IL-8 and MIF were also reliably more abundant in adult bone marrow CECs’ culture medium. It is known that IL-8 [21,22,23] and MIF [24,25,26] direct cells to the bone marrow and promote cell growth and angiogenesis. We propose that adult bone marrow CECs can be involved in these biological processes through the means of secreting such cytokines.
Cytokines, found in fetal liver parenchyma CECs’ culture medium, could be described as pro-inflammatory and often involved in auto-immune processes [27,28]. However, it might be that their effects in vivo are masked by CECs’ overall induced immunosuppression.
We also detected gene expression of pattern-recognition receptors in both varieties of CECs. This can mean that CECs from both sources can recognize PAMPs through TLR9 [29], and human fetal liver parenchyma CECs can recognize PAMPs through TLR1/TLR2 [30] and NOD2 [31]. Pattern-recognition receptors were previously found in CECs of mice (TLRs 1, TLR2 and TLR4) [6], fish (TLR3, TLR9 and TLR21) [32,33] and birds (TLR2, TLR 3, TLR 4, TLR 5 and TLR21) [33,34], so it is quite important to test CECs for responses to various TLR ligands.

5. Conclusions

Overall, we observed that adult bone marrow and fetal liver parenchyma CECs are two heterogeneous cellular populations with different immune transcriptomes and somewhat different cytokine production profiles, possibly with different functions.

Author Contributions

R.P.-Z. performed some of the cell sorting, performed some of the transcriptome profiling by NanoString, performed some of the Bio-Plex assays, analyzed most of the data and wrote parts of the manuscript.
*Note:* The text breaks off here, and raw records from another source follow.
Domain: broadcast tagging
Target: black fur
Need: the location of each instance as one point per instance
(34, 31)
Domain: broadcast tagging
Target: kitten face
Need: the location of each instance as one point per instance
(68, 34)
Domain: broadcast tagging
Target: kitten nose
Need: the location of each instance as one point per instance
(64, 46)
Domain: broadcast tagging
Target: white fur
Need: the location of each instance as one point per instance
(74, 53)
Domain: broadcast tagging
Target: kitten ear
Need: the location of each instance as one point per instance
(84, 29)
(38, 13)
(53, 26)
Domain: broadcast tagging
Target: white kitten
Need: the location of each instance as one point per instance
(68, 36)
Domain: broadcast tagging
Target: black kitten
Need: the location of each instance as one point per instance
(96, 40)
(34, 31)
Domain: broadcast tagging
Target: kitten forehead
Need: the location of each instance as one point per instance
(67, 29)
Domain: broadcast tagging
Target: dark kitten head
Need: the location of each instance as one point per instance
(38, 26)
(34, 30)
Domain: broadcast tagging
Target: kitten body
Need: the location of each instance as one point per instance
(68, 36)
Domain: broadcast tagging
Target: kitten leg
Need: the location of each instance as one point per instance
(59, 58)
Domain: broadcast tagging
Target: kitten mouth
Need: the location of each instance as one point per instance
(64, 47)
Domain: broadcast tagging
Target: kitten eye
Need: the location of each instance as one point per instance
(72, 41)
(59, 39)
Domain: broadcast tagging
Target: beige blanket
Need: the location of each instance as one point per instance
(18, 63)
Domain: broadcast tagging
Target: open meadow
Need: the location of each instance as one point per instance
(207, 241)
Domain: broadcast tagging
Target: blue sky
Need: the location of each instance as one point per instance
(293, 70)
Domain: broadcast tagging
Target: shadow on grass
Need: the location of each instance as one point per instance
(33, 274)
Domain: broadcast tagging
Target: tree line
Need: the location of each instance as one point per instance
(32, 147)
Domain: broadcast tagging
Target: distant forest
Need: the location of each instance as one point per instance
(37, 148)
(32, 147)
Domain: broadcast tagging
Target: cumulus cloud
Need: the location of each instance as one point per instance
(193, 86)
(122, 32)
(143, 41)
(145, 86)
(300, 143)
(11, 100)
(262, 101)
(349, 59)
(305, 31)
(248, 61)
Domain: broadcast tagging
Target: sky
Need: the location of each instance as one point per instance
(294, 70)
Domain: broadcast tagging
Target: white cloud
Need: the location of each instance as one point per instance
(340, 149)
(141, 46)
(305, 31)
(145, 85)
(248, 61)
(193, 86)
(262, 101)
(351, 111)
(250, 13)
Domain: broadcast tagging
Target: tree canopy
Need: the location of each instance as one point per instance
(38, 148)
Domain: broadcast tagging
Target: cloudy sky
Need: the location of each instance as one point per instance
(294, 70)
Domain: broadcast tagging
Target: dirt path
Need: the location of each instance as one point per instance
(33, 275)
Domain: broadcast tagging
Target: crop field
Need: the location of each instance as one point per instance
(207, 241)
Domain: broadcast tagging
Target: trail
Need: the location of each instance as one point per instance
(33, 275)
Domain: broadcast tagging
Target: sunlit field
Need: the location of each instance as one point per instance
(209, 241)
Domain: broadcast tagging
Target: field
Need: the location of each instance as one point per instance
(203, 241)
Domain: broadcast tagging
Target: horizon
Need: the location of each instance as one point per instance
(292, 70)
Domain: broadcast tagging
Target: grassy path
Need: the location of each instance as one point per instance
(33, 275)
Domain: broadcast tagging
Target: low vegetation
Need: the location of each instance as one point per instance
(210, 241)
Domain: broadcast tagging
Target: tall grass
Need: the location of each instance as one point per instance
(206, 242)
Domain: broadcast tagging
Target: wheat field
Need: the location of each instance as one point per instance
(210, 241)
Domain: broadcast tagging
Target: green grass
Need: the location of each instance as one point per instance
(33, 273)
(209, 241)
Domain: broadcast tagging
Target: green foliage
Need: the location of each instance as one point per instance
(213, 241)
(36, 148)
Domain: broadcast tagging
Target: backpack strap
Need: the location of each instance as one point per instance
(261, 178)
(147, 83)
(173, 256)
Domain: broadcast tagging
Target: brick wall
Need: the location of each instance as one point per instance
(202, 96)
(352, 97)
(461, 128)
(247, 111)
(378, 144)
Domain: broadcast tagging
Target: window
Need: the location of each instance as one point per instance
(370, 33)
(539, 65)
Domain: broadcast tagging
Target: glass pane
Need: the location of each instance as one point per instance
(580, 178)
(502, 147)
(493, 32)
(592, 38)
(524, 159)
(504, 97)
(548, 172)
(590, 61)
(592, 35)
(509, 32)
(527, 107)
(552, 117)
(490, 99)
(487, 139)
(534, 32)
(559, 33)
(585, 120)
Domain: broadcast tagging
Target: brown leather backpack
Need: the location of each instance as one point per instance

O.P.-Z. performed some of the cell sorting, performed some of the transcriptome profiling by NanoString, performed some of the Bio-Plex assays, analyzed most of the data and wrote parts of the manuscript. Y.S. performed some of the cell sorting and performed some of the Bio-Plex assays. V.D. performed the bone marrow puncturing and aspiration. K.N. and I.O. performed some of the cell sorting. K.Z. and S.S. conceived the original idea, designed and supervised all the research and secured resources. All authors contributed to the article and approved the submitted version. All authors have read and agreed to the published version of the manuscript.

Funding

This work was carried out with the support of the Russian Science Foundation, project number 21-15-00087.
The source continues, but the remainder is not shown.